Last night, I was walking along the road when suddenly the Moon appeared, suspended in the black sky: bright gold. The Harvest Moon! I thought, but it isn't the season for harvest. . . Drawn like a moth to a candle, I changed my course, leaving the road and walking across the field toward the trees, toward the golden Moon. The frozen grass crunched beneath my shoes, and the cold seeped into my feet.
Behind the trees (their bare branches like lines of ink), the Moon hung. I have never seen it so warm. The Moon was amber, honey, copper, like a huge coin, a physical presence, ancient and alive, burnished gold. I walked toward it, transfixed.
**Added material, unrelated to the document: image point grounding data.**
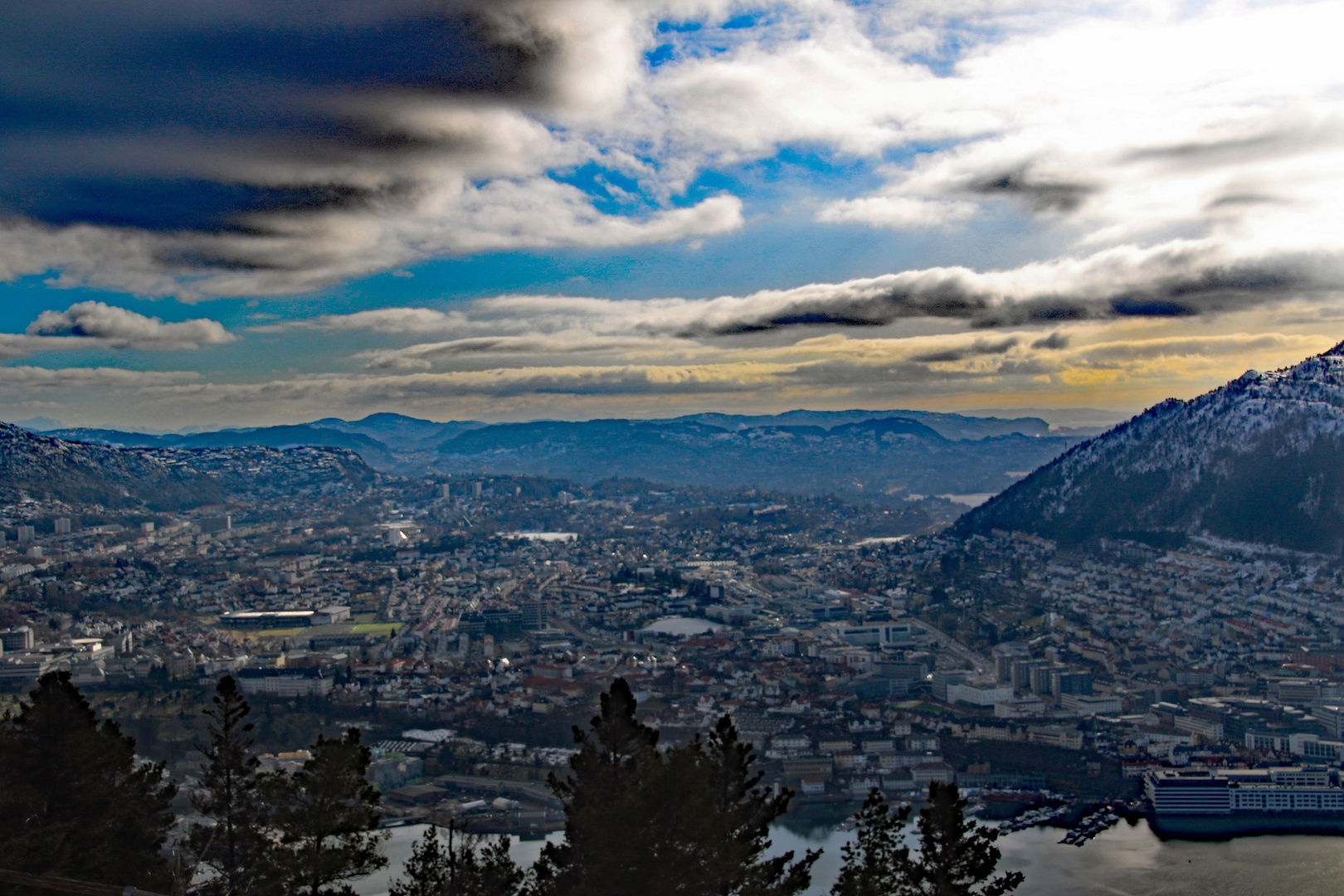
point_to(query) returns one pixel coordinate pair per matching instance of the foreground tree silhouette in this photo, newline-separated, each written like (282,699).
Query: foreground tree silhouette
(233,844)
(73,798)
(325,818)
(639,821)
(461,868)
(956,859)
(875,861)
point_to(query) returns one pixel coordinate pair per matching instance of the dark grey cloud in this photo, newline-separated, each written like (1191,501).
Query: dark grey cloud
(1054,342)
(1040,193)
(976,349)
(186,114)
(1176,280)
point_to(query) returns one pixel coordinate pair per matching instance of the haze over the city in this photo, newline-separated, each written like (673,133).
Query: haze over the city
(249,214)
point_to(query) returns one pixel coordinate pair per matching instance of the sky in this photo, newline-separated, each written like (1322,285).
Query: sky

Its edges did not bleed into the blackness at all, almost as though it were a hole punched out of the sky, revealing the warm, welcoming light behind the coldness of space. But the Moon was too solid and bright to be a hole. Rather, it was a golden disk laid on a black velvet cloth. . . But the sky has no wrinkles, and the Moon was standing, not lying down, not sitting.
In the end, the Moon is the Moon, and anything else is a diminishment. Each time I see the full Moon, I am pierced to the core again.
I walked on, finally, when the chill soaked my bones. The Moon vanished into the horizon. But its golden light stayed. I walked like my pockets were full of gold coins, warm between my cold fingers.